Les avocats ont fustigé ce qu’ils qualifient d’« instrumentalisation de la justice » à des fins politiques, dénonçant l’usage abusif de chefs d’accusation lourds comme les actes de terrorisme ou la participation à une organisation criminelle, sans respect des garanties minimales prévues par la Constitution. Me Kanon Blé a rappelé que « la loi impose un cadre clair et des procédures particulières dans de tels cas, mais ces dispositions ont été ignorées, ce qui remet en cause la légalité même de ces arrestations ». Pour Me Sylvain D. Tapi, la situation va bien au-delà d’irrégularités procédurales : « Nous sommes face à des atteintes graves à la présomption d’innocence, à des gardes à vue prolongées sans accès à un conseil, et à des conditions de détention qui relèvent du traitement dégradant. »

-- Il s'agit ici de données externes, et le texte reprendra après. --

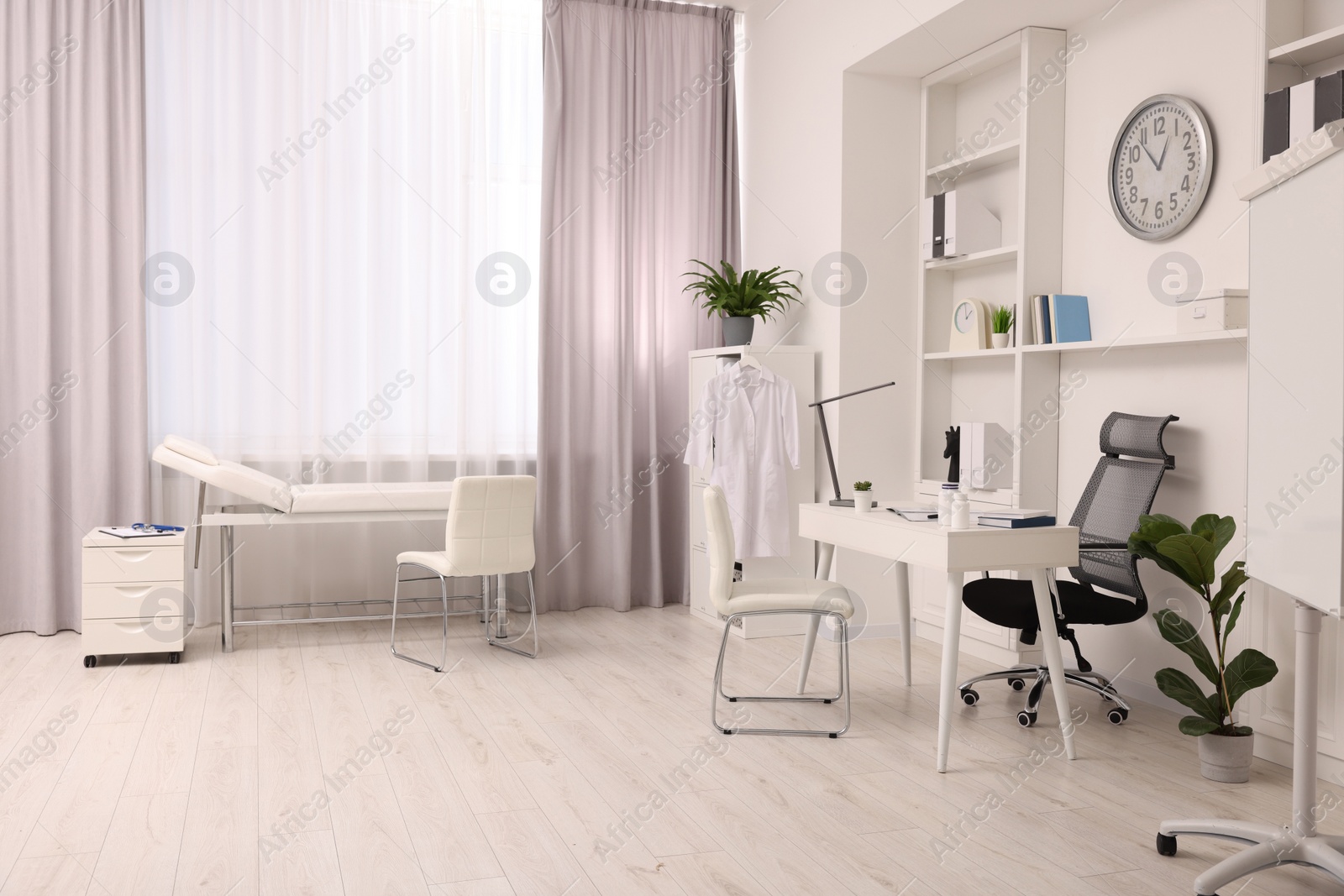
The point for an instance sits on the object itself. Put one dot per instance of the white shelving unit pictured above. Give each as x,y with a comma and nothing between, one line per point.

Parmi les exemples cités figure le cas d’une élue suppléante contrainte de dormir sur un matelas souillé, sans accès à des produits d’hygiène de base, ou celui de militants empêchés de quitter Abidjan après une convocation, sans décision judiciaire pour justifier cette restriction. Pour les avocats, ces pratiques constituent des violations flagrantes de la liberté de circulation et des droits de la défense, et fragilisent la crédibilité du processus électoral à venir.

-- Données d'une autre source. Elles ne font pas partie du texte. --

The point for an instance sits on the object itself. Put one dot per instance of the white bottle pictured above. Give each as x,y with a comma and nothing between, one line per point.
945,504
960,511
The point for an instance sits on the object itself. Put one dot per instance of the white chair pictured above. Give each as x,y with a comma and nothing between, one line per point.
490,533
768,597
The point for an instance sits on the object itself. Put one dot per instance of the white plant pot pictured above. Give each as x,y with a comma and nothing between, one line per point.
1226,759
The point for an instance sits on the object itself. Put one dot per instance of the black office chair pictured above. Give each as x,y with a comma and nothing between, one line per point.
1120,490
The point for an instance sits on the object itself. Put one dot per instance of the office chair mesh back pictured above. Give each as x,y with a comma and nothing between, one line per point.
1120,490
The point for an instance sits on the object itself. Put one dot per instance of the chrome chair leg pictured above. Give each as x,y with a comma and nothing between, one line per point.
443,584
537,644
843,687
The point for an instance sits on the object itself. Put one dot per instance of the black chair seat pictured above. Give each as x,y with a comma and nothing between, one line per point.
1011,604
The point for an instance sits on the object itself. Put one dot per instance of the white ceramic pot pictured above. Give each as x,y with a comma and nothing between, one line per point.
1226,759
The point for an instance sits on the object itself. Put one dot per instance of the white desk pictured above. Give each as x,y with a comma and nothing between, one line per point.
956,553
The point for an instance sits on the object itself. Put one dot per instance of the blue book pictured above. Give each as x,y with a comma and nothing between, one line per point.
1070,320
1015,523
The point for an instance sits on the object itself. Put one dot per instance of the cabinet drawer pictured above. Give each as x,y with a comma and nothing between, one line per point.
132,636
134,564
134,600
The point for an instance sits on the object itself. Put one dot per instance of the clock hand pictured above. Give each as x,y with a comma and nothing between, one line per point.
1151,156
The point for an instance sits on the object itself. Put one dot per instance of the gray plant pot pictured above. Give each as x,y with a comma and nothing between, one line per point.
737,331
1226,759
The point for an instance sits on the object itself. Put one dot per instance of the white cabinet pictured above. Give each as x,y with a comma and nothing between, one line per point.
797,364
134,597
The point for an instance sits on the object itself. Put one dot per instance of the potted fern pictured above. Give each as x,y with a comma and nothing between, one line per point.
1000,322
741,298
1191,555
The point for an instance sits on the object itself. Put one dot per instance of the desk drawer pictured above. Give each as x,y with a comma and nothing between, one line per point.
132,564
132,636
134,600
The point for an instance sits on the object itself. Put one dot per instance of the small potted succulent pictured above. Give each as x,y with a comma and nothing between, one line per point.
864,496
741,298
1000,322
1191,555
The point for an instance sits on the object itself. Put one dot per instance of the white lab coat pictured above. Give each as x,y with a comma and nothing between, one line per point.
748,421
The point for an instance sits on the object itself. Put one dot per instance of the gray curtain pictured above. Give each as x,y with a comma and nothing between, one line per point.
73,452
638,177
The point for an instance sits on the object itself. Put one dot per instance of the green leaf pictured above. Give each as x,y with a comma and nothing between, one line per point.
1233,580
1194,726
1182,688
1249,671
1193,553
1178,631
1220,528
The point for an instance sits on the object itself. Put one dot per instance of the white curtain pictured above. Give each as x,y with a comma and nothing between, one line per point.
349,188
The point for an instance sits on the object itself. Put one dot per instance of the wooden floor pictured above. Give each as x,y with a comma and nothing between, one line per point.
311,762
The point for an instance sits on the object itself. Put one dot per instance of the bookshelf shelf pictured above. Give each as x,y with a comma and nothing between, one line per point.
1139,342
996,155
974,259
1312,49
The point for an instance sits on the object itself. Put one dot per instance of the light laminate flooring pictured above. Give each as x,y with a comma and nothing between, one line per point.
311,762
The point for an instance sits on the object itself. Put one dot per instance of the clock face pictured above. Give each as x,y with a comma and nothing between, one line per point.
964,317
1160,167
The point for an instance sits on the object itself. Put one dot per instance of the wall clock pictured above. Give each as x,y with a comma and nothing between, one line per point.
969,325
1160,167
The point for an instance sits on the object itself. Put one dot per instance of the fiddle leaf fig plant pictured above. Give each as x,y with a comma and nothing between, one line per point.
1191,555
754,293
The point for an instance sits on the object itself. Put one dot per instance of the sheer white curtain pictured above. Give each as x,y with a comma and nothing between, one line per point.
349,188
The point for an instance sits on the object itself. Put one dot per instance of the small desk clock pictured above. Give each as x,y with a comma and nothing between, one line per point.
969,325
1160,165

Le collectif entend agir sur plusieurs fronts. Il prévoit de saisir le procureur général près la cour d’appel d’Abidjan afin de demander la levée des réquisitions jugées attentatoires aux droits de leurs clients, ainsi que le Conseil supérieur de la magistrature pour alerter sur les dérives constatées. Par ailleurs, des démarches seront entreprises auprès d’organisations nationales et internationales de défense des droits humains, afin que ces dernières observent de près l’évolution du dossier et interpellent les autorités sur la nécessité de respecter l’État de droit.
Cette prise de parole marque un nouvel épisode dans la relation souvent conflictuelle entre pouvoir et opposition en Côte d’Ivoire. En mettant en lumière ces dossiers sensibles, les avocats du PPA-CI posent la question cruciale de la neutralité de la justice dans un contexte électoral, et appellent à un sursaut institutionnel pour garantir des élections transparentes, inclusives et respectueuses des libertés fondamentales.